Full-length and N-terminally truncated recombinant interleukin-38 variants are similarly inefficient in antagonizing interleukin-36 and interleukin-1 receptors
SUMMARY
Interleukin (IL)-38 is an IL-1 family cytokine that was proposed to exert anti-inflammatory effects. However, its mechanisms of action are not well understood and the identity of the IL-38 receptor(s) remains debated. Proposed candidates include the IL-1 receptor (IL-1R1), the IL-36 receptor (IL-36R) and the orphan receptor IL-1RAPL1. Yet, in literature, IL-38 is often presented as an IL-36R antagonist.
The N-terminus of the IL-38 protein produced in a human keratinocyte cell line and of endogenous epidermal IL-38 isolated from healthy human skin was characterized by mass spectrometry. The effects of various recombinant forms of IL-38 on IL-36R- and IL-1R1-mediated responses were assessed in IL-36R HEK Blue reporter cells and in a normal human keratinocyte cell line. IL-8 and IL-6 production was quantified by ELISA. Binding of recombinant IL-38 proteins to the IL-36R was assessed by surface plasmon resonance.
Analysis of its native N-terminus revealed that the IL-38 protein produced by human keratinocytes starts at cysteine 2. In cell-based assays, neither full-length amino acid 2-152 IL-38 nor two N-terminally truncated forms of the protein showed efficient antagonist activity on IL-36R- and IL-1R1-mediated responses. The recombinant IL-38 proteins bound to the IL-36R with only moderate affinity, which may provide a mechanistic explanation for inefficient IL-36R antagonism.

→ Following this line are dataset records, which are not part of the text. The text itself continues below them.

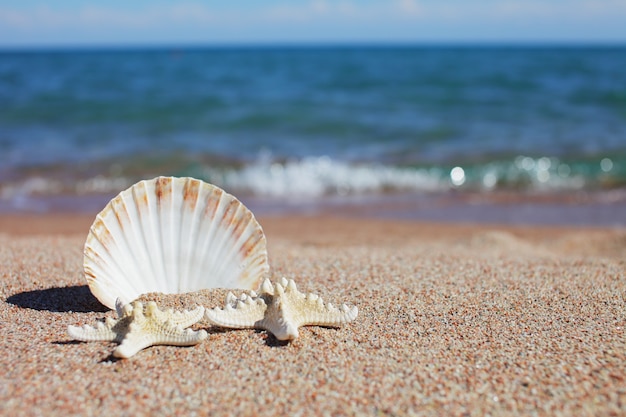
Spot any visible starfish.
[205,278,358,340]
[67,298,208,358]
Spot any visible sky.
[0,0,626,47]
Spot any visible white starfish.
[67,298,208,358]
[205,278,358,340]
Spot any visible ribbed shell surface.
[84,177,269,309]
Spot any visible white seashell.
[84,177,269,308]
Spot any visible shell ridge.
[88,205,141,308]
[178,179,207,292]
[185,181,212,291]
[197,192,228,285]
[208,194,247,287]
[215,203,248,282]
[153,177,171,293]
[83,239,129,308]
[193,186,221,285]
[139,179,167,292]
[132,184,159,294]
[168,178,186,293]
[116,190,153,299]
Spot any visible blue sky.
[0,0,626,47]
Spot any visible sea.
[0,45,626,226]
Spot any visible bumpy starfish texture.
[205,278,358,340]
[67,299,208,358]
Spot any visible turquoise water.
[0,46,626,218]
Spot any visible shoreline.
[0,214,626,417]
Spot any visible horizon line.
[0,39,626,52]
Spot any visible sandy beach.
[0,215,626,416]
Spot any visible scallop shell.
[84,177,269,309]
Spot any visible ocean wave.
[0,153,626,211]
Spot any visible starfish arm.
[205,294,267,329]
[146,302,204,328]
[67,318,118,342]
[257,317,299,340]
[297,295,359,327]
[113,322,208,359]
[275,278,359,327]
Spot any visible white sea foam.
[207,156,449,197]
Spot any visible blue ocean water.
[0,46,626,219]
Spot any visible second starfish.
[205,278,358,340]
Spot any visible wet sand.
[0,214,626,416]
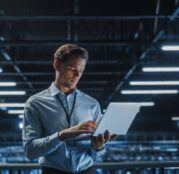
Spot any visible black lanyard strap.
[57,93,76,125]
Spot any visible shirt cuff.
[47,132,64,148]
[91,147,106,160]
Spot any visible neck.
[54,81,73,94]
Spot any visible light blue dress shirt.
[22,83,105,172]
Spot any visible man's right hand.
[58,121,96,141]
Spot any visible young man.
[23,44,110,174]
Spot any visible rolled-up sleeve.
[22,100,64,160]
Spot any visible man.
[23,44,110,174]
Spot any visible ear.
[53,59,61,71]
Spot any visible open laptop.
[93,103,141,136]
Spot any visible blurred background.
[0,0,179,173]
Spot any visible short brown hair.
[54,44,88,63]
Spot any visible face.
[58,57,86,89]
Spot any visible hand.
[58,121,96,141]
[91,130,118,150]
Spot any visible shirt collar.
[49,82,81,96]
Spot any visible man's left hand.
[91,130,118,150]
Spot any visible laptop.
[93,103,141,136]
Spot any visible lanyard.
[57,93,76,125]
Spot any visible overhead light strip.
[115,102,154,106]
[8,110,24,114]
[142,67,179,72]
[129,81,179,86]
[0,82,17,86]
[171,116,179,121]
[121,90,178,94]
[161,45,179,51]
[0,103,25,108]
[0,91,26,95]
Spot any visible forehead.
[64,57,86,66]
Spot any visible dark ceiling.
[0,0,179,141]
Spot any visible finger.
[97,134,105,144]
[104,130,110,143]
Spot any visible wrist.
[58,131,65,141]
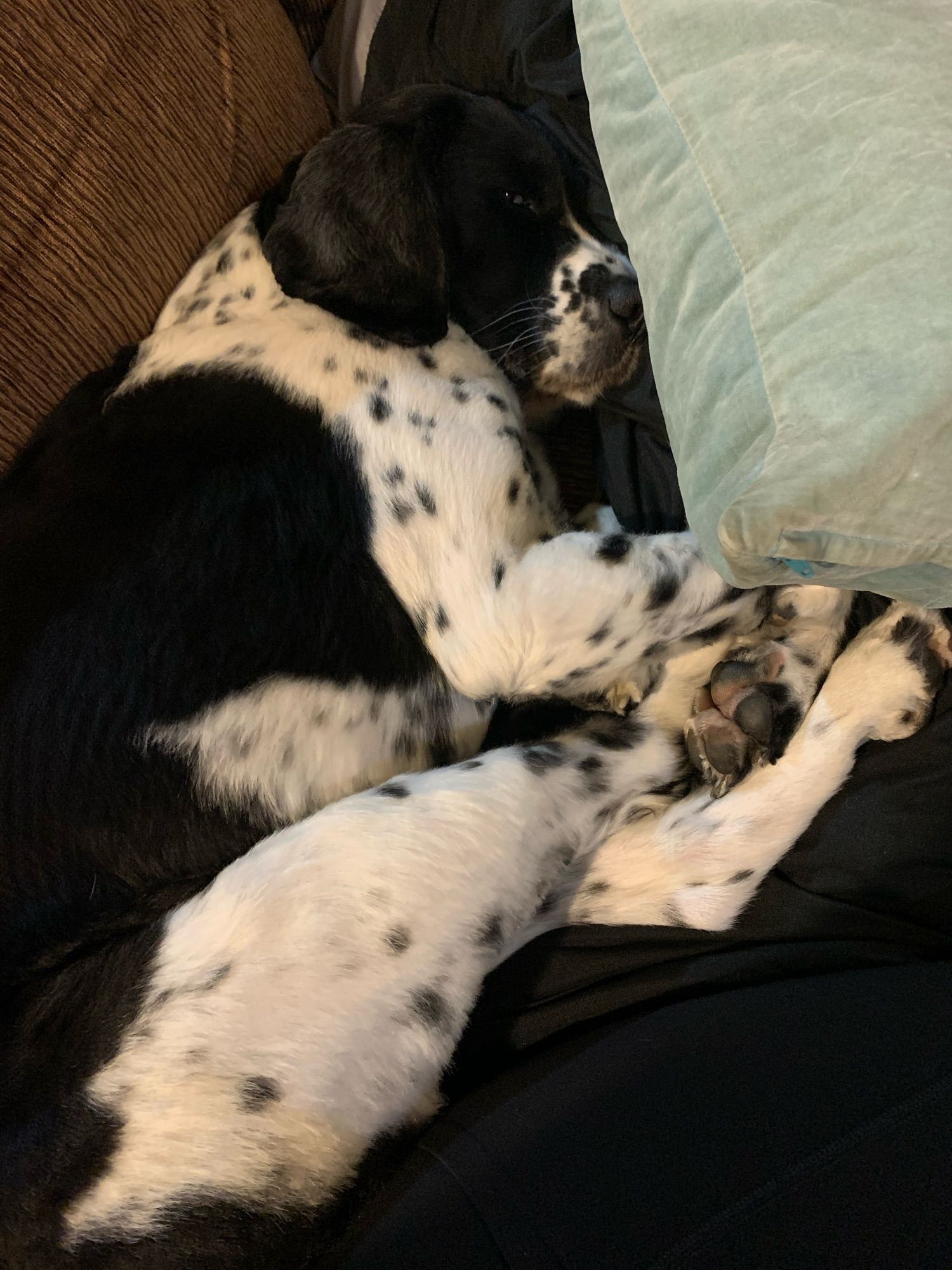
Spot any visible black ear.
[264,98,462,345]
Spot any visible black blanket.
[364,0,952,1090]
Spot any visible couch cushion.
[575,0,952,606]
[0,0,327,466]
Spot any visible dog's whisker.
[470,298,542,335]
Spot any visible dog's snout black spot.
[579,264,612,300]
[608,277,641,321]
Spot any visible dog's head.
[261,88,646,404]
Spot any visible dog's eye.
[503,189,538,216]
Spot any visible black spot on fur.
[383,926,413,956]
[760,701,803,762]
[589,714,647,749]
[598,533,631,564]
[645,563,680,612]
[377,781,410,798]
[390,498,416,525]
[368,392,393,423]
[240,1076,281,1111]
[579,264,612,298]
[410,988,449,1029]
[578,754,608,798]
[684,617,731,644]
[347,325,387,349]
[201,961,231,992]
[476,913,503,949]
[890,613,943,692]
[522,740,569,776]
[416,481,437,516]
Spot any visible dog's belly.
[147,676,491,824]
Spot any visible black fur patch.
[684,617,731,644]
[522,740,569,776]
[578,754,608,798]
[239,1076,281,1111]
[410,988,451,1030]
[383,926,413,955]
[416,481,437,516]
[645,563,680,612]
[367,392,393,423]
[376,781,410,799]
[598,533,631,564]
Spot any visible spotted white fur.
[118,208,759,817]
[66,606,952,1245]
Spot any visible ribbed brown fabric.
[0,0,330,467]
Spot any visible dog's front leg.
[406,533,764,698]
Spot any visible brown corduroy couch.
[0,0,333,467]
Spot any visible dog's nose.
[608,278,641,321]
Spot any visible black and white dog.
[0,90,948,1270]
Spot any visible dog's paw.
[684,640,816,798]
[816,603,952,740]
[600,679,645,715]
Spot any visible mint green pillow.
[575,0,952,606]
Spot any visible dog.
[0,89,948,1270]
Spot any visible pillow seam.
[618,11,779,490]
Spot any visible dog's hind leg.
[538,605,952,931]
[54,716,683,1265]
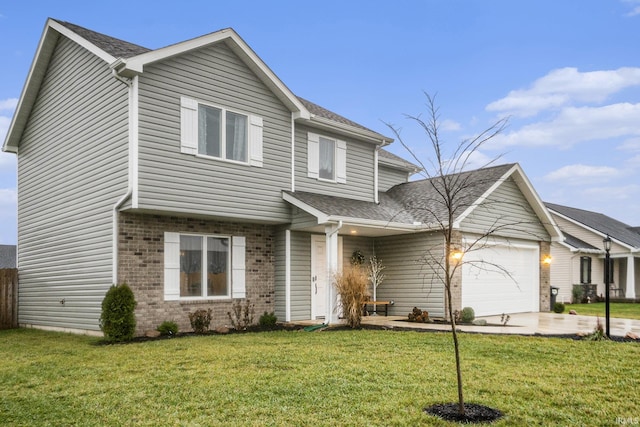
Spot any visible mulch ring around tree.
[424,403,502,424]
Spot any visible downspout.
[111,68,133,284]
[325,220,342,325]
[373,146,380,205]
[111,187,133,285]
[291,113,296,193]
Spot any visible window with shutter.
[180,97,263,167]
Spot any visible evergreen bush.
[100,283,137,341]
[158,320,178,336]
[460,307,476,323]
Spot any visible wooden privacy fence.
[0,268,18,329]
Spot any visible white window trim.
[180,96,264,167]
[164,232,246,301]
[307,132,347,184]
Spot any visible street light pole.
[602,234,611,338]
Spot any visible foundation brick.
[118,212,275,335]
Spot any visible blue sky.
[0,0,640,244]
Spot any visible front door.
[311,234,327,319]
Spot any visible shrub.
[227,300,255,331]
[158,320,178,336]
[335,265,369,328]
[258,311,278,326]
[100,283,137,341]
[460,307,476,323]
[409,307,430,323]
[553,302,564,313]
[189,308,211,334]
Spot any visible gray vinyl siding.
[138,43,291,223]
[342,236,373,268]
[461,178,550,241]
[288,231,311,320]
[18,37,128,331]
[376,233,444,317]
[295,124,375,202]
[378,165,409,191]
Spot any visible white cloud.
[544,164,624,185]
[0,98,18,111]
[486,67,640,117]
[616,137,640,152]
[485,103,640,149]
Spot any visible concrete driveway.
[362,313,640,337]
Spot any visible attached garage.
[462,242,540,316]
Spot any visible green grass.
[0,329,640,426]
[565,302,640,320]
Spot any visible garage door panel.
[462,245,539,316]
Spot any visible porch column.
[624,255,636,299]
[324,222,342,324]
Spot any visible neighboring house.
[0,245,16,268]
[545,203,640,302]
[3,19,559,333]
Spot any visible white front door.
[311,234,327,319]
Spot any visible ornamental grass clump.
[335,265,369,328]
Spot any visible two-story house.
[3,19,558,333]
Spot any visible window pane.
[318,137,336,179]
[180,236,202,297]
[226,111,247,162]
[207,237,229,296]
[198,105,222,157]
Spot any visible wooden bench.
[362,301,390,316]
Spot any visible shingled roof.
[284,164,514,226]
[387,164,514,224]
[545,203,640,248]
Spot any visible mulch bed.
[424,403,502,424]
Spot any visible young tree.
[387,93,517,422]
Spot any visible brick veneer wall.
[118,213,275,335]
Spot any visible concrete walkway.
[362,313,640,337]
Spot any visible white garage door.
[462,245,540,316]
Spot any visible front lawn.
[0,330,640,426]
[565,302,640,320]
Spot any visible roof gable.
[283,164,561,240]
[545,203,640,249]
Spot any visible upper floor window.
[318,136,336,181]
[180,97,263,167]
[307,132,347,183]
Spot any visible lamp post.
[602,234,611,338]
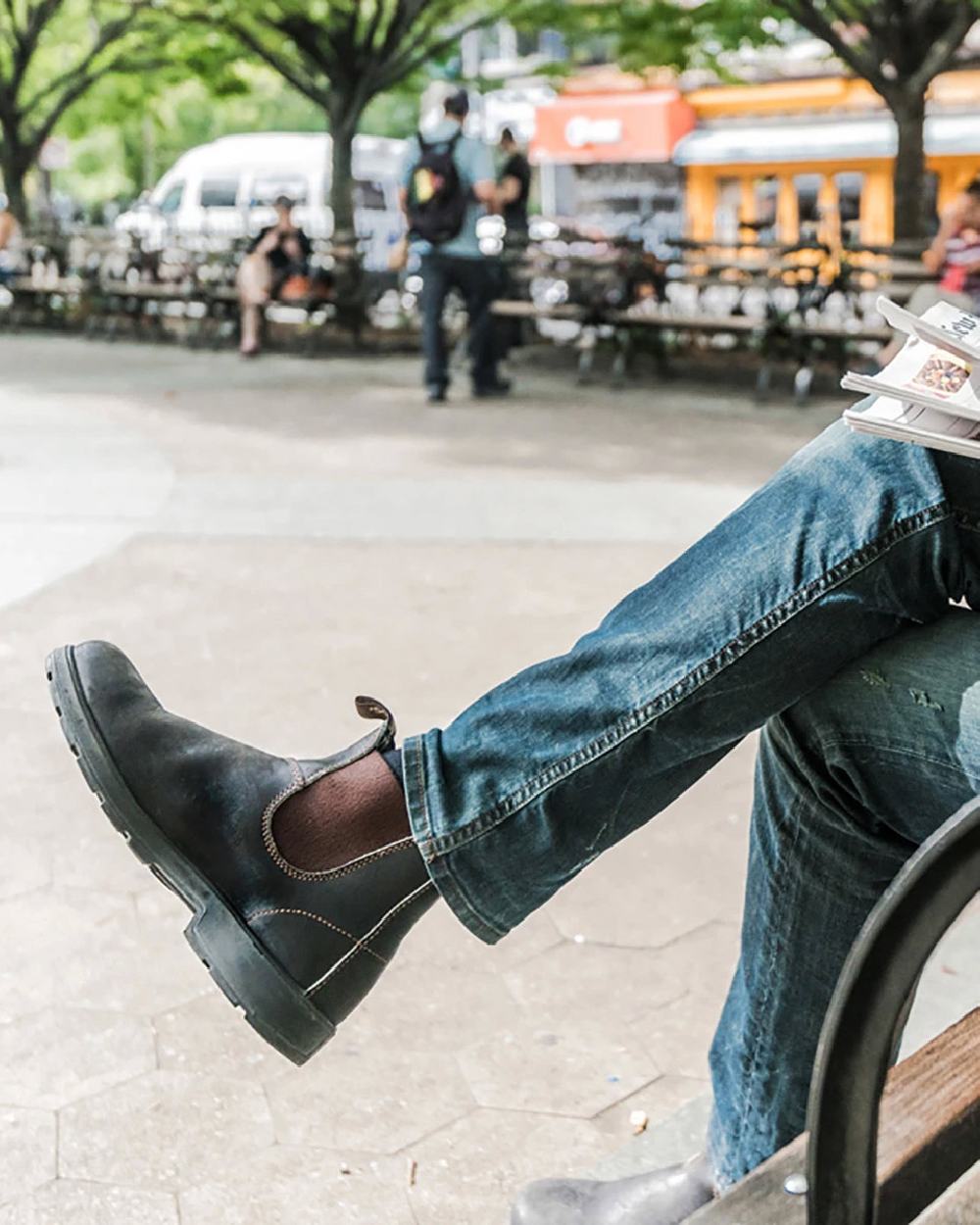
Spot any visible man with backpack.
[402,89,511,403]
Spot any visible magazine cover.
[877,298,980,362]
[844,396,980,460]
[841,337,980,421]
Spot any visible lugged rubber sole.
[47,647,334,1064]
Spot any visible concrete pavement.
[0,337,973,1225]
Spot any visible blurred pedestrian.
[498,127,530,236]
[877,176,980,367]
[238,196,313,358]
[0,191,21,284]
[401,89,511,403]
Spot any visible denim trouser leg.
[421,255,452,387]
[710,609,980,1185]
[403,424,980,942]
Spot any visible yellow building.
[674,72,980,245]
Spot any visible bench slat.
[690,1008,980,1225]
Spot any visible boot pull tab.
[354,694,397,749]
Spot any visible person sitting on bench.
[238,196,313,358]
[49,422,980,1225]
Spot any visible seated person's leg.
[514,609,980,1225]
[235,251,272,354]
[710,609,980,1185]
[403,424,980,942]
[52,425,980,1058]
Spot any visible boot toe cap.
[511,1179,596,1225]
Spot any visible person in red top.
[877,176,980,367]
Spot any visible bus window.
[161,182,184,217]
[354,179,387,212]
[201,179,238,209]
[253,174,307,206]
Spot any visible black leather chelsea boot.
[48,642,437,1063]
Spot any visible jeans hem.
[402,736,508,945]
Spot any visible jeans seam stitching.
[729,789,803,1181]
[432,501,950,857]
[817,736,969,774]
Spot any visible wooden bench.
[690,800,980,1225]
[494,233,929,402]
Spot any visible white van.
[116,132,406,269]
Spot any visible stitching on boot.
[245,906,388,965]
[304,881,435,996]
[263,758,413,882]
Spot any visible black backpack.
[408,131,470,245]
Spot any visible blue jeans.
[421,251,498,391]
[403,414,980,1182]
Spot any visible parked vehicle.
[116,132,405,269]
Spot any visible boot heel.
[184,905,336,1064]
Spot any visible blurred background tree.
[202,0,559,241]
[559,0,980,239]
[0,0,163,220]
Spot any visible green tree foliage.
[201,0,546,233]
[0,0,163,220]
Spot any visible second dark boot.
[511,1156,715,1225]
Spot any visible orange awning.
[530,89,695,166]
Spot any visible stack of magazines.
[842,298,980,459]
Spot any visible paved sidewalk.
[0,337,965,1225]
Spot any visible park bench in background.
[0,231,407,354]
[0,228,925,401]
[494,231,926,400]
[691,800,980,1225]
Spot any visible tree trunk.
[887,93,929,240]
[0,133,30,226]
[328,97,362,243]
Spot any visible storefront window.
[573,162,684,241]
[793,174,823,241]
[714,179,743,245]
[751,175,779,243]
[834,171,865,246]
[922,171,940,238]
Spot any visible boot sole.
[45,647,336,1064]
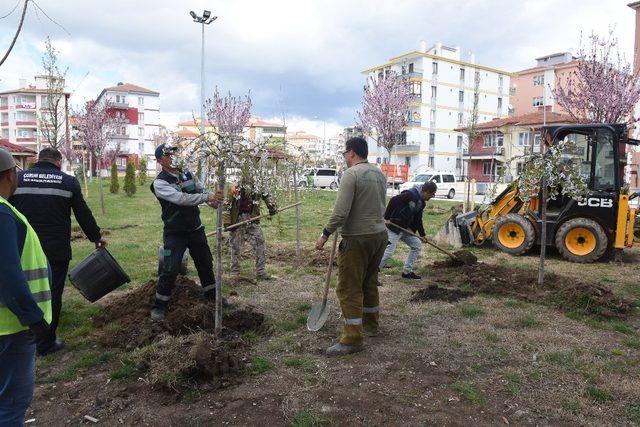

These results argue against meaningful inhibitory effects of any of the recombinant IL-38 variants tested on IL-36R or IL-1R1-mediated responses. The mechanisms underlying reported anti-inflammatory effects of IL-38 are thus still unclear, but seem unlikely to be mediated by classical IL-36R or IL-1R1 antagonism.
Full article: https://doi.org/10.1186/s12964-025-02035-z
Why is it Important?
After the discovery of interleukin (IL)-38 in 2001, early studies suggested that it might act as an anti-inflammatory IL-1 or IL-36 receptor antagonist. However, over two decades of in vitro and in vivo studies revealed that its biology is far more intricate. The effects of IL-38 can be both anti- and pro-inflammatory, and its broad anti-inflammatory activity distinguishes it from the natural IL-1 and IL-36 receptor antagonists, which target only their specific receptors. Nevertheless, the prevailing assumption remains that IL-38 is simply another IL-36 receptor antagonist.
This study challenges this misconception by taking a systematic approach to investigate the effects of IL-38 on specific, molecularly defined responses, in well-controlled experimental systems. These findings will hopefully encourage further in-depth investigations into the role of IL-38 and its mechanisms of action, which could open new therapeutic avenues for chronic inflammatory diseases such as psoriasis.